# going to SJ finals ...by river?



## footballerswife (26 July 2012)

first of all have to say what a great idea to give the games its own forum. i cannot wait, said to my husband tonite, from tomorrow i will have a reason to come in and watch the tellie! now, travelling to greenwich? if i ever go anywhere in the UK i like to drive, my ideal is to leave a venue/theatre/restaurant walk round the corner, kerchung and in the car. obvs not going to happen this time. we are lucky in some ways as our train comes into stratford so great for the olympic park but not really any help for greenwich. my husband has flatly refused to consider the cable car as part of the journey - even before it broke down - but i quite fancy the clippers on the thames? i would be grateful for any advice and especially experience once the events start! x


----------



## tiggs (26 July 2012)

I think you can catch the DLR from Stratford to Greenwich. I think most Thames Clippers services are sold out and not sure how you would access them from Stratford, they mainly run from Waterloo.


----------



## firm (26 July 2012)

I just booked a boat trip here for the day of the SJ team finals.   http://www.citycruisesgamestravel.co.uk/WebSys.aspx 

http://www.citycruises.com/city-cruises-experiences-special-events-2012-games-river-tour.aspx

The river routes are on here http://www.london2012.com/mm/Docume...5/69/95/2012Gamesriverservicesmap_Neutral.pdf


----------



## Joeyjojo (26 July 2012)

I second the advice to get the DLR from Stratford - I'd think it would be the easiest/quickest way to get to Greenwich. 
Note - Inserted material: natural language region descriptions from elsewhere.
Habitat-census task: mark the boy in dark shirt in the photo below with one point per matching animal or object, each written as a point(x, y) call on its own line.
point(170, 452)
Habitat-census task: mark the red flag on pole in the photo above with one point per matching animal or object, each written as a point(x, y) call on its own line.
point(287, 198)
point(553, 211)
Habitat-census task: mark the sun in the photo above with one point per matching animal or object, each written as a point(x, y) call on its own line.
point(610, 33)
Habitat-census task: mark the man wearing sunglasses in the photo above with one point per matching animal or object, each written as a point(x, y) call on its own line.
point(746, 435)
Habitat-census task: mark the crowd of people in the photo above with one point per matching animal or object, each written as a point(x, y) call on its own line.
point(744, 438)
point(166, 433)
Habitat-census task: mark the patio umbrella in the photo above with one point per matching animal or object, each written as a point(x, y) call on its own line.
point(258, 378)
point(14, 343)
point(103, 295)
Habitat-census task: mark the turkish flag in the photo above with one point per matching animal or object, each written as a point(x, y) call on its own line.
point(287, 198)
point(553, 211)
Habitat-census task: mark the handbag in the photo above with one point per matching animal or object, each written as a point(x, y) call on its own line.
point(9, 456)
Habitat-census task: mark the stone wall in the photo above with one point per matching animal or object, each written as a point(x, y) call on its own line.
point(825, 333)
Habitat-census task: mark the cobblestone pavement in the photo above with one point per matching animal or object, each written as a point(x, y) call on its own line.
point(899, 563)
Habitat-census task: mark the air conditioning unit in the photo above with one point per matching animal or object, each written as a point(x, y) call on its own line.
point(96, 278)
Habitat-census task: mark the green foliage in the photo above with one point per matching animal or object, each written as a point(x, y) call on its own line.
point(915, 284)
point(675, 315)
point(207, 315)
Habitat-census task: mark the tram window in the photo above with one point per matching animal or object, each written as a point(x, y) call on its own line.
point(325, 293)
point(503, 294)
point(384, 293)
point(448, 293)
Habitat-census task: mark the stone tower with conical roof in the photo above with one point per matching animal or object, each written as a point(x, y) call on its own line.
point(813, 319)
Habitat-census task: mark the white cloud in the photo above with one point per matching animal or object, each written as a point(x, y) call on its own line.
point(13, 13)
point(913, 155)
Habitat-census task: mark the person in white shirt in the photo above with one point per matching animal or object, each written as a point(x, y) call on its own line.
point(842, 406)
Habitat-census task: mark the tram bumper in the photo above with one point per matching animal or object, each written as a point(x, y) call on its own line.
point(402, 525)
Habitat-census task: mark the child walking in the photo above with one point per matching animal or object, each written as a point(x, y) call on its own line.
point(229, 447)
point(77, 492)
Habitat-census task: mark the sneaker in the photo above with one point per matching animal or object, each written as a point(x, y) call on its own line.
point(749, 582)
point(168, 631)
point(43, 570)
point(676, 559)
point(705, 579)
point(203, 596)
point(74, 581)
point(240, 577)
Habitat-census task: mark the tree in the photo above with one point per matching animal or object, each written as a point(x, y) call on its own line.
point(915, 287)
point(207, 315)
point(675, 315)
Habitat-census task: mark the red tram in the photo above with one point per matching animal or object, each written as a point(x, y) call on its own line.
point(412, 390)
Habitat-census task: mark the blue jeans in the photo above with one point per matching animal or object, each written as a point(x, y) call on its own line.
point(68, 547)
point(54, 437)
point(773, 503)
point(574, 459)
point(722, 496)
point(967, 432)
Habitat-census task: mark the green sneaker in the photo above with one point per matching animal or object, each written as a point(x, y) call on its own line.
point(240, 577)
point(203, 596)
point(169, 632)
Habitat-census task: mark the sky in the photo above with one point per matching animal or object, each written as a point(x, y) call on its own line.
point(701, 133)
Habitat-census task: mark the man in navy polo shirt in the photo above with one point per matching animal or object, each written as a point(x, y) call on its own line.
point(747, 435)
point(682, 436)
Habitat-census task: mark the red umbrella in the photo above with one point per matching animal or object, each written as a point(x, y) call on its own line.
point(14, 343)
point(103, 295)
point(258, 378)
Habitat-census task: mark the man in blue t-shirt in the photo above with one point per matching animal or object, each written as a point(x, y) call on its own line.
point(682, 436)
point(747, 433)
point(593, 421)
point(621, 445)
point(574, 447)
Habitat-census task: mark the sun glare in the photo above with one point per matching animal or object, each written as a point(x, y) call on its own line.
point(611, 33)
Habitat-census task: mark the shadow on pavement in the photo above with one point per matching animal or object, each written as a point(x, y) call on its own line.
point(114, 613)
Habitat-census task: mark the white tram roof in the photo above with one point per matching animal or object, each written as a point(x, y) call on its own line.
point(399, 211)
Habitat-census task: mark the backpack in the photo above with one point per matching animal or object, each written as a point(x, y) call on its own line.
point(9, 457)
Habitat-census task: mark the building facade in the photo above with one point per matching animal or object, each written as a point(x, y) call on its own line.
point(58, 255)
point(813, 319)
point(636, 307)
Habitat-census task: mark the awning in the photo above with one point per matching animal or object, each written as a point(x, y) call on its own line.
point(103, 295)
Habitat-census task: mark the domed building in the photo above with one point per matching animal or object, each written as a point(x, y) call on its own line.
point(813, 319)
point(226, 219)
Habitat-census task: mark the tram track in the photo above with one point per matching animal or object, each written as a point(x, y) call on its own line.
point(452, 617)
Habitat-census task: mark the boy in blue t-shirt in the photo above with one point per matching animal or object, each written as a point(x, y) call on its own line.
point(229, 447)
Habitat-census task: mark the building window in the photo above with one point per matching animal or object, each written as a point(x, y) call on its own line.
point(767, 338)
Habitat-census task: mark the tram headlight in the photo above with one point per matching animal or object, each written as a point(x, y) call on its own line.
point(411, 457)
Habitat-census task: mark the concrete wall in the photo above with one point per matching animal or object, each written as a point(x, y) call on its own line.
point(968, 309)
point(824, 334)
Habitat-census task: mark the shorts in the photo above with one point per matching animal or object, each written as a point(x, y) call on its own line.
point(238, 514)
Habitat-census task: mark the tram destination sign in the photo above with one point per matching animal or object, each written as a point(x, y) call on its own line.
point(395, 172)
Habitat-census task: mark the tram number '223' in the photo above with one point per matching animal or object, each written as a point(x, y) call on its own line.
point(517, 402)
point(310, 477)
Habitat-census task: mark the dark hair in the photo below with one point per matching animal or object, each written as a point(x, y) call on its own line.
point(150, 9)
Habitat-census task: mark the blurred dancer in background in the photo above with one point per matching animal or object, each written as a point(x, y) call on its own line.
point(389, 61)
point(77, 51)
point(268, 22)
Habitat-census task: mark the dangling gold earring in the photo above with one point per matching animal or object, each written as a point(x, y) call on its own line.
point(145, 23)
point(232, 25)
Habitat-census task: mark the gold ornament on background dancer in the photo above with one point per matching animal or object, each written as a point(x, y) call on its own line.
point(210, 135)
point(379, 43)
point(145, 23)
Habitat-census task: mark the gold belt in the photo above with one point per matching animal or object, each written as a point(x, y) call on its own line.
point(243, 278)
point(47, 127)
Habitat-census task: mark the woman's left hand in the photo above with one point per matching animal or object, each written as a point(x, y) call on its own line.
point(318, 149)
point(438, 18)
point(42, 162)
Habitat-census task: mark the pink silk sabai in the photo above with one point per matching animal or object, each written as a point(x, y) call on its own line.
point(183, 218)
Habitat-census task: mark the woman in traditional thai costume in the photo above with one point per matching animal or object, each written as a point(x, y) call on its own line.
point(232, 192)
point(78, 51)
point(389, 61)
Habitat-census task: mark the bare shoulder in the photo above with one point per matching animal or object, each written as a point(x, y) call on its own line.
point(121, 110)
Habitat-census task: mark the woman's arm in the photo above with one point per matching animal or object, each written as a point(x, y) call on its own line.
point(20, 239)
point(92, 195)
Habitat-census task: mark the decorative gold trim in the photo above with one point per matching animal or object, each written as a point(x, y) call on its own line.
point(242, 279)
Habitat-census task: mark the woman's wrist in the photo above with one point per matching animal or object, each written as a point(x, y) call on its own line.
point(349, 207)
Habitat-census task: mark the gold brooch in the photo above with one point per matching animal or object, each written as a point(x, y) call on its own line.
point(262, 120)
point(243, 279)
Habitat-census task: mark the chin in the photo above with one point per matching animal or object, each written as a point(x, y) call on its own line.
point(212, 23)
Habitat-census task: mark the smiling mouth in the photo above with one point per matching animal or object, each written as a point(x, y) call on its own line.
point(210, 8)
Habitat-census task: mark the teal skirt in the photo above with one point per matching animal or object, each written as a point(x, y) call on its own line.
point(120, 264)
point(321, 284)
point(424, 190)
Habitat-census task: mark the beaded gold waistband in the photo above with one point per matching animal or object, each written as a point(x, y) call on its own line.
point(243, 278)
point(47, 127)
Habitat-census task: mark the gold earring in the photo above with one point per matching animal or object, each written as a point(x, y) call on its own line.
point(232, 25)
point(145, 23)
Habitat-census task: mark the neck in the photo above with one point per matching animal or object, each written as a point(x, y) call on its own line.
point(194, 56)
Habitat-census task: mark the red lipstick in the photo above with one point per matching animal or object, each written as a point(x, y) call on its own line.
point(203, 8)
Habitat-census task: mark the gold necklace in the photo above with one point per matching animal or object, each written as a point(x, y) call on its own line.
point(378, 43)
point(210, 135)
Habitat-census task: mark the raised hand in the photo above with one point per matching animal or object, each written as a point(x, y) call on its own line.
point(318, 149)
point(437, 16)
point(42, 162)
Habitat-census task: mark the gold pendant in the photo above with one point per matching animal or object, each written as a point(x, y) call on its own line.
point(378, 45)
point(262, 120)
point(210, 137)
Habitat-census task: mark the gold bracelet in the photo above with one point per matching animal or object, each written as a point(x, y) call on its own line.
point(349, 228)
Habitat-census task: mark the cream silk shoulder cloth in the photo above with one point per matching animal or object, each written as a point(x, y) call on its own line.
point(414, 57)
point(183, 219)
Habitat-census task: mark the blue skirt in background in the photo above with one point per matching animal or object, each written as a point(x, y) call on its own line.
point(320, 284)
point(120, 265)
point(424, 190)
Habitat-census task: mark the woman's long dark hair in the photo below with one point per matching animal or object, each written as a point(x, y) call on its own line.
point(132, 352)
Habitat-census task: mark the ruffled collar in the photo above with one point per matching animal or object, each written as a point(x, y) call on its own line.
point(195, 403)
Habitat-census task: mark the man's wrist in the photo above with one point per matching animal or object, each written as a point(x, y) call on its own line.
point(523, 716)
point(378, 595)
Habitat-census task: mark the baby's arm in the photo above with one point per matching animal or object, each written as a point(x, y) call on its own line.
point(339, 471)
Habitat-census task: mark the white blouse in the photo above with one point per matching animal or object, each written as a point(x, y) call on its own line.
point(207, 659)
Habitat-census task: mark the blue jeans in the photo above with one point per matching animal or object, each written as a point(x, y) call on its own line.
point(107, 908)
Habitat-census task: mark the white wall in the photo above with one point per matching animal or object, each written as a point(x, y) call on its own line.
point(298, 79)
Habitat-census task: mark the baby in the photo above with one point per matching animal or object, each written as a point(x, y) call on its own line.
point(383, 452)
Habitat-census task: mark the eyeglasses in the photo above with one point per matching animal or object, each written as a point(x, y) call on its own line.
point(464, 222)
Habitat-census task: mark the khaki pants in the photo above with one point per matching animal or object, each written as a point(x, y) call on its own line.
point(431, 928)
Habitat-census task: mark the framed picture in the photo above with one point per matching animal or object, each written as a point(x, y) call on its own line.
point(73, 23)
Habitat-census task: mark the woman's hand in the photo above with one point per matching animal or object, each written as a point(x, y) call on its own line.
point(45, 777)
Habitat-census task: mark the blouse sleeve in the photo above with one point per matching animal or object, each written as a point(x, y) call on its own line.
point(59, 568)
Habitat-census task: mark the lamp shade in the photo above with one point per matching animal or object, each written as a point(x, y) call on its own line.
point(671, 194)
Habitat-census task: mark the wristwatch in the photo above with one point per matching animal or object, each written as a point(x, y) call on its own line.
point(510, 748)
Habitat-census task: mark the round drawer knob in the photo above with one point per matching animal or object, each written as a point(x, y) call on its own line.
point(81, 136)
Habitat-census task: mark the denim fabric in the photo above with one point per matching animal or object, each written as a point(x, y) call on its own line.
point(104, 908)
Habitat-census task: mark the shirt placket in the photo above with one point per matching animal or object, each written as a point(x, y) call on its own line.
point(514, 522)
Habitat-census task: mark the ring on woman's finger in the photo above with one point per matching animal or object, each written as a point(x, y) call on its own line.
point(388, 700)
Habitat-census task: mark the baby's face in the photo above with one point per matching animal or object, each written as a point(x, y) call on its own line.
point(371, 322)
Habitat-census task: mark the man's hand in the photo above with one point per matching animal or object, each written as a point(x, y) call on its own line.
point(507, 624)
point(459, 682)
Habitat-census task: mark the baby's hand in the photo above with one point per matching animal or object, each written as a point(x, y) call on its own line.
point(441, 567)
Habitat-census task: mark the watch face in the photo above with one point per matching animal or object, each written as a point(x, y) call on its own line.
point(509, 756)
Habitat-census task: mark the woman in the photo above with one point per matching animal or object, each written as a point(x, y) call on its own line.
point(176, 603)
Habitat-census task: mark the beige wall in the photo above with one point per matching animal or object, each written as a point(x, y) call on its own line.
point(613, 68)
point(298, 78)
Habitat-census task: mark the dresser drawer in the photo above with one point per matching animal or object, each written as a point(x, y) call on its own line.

If you got the clipper you'd need to get from Stratford to a place on the Thames where the clipper picks up, not sure that would be very easy.


----------



## Bedlam (26 July 2012)

I have to say that I don't know if it's sold out for next week, but I went to Greenwich on Monday to do some work at the equestrian venue and I really enjoyed my public transport adventure! I took the river bus from Tower Pier - a few minutes walk from Tower Hill tube. It was fantastic! Got a great pic of the Olympic rings on Tower Bridge from the pier, the boat was incredibly fast and Greenwich Pier is only a few minutes walk from the spectators entrance. Much more fun than DLR. Plan some time in to allow for tourists queuing and just enjoy the whole experience of getting there as well as being there!


----------



## footballerswife (27 July 2012)

thanks for the replies - DLR does look the sensible option maybe we will try to get the clipper on the way home. it does sound a fun way to travel x


----------



## footballerswife (27 July 2012)

firm said:



			I just booked a boat trip here for the day of the SJ team finals.   http://www.citycruisesgamestravel.co.uk/WebSys.aspx 

http://www.citycruises.com/city-cruises-experiences-special-events-2012-games-river-tour.aspx

The river routes are on here http://www.london2012.com/mm/Docume...5/69/95/2012Gamesriverservicesmap_Neutral.pdf

Click to expand...

very helpful firm, now looks a possibility, what a great way to arrive, thanks for taking the trouble x


----------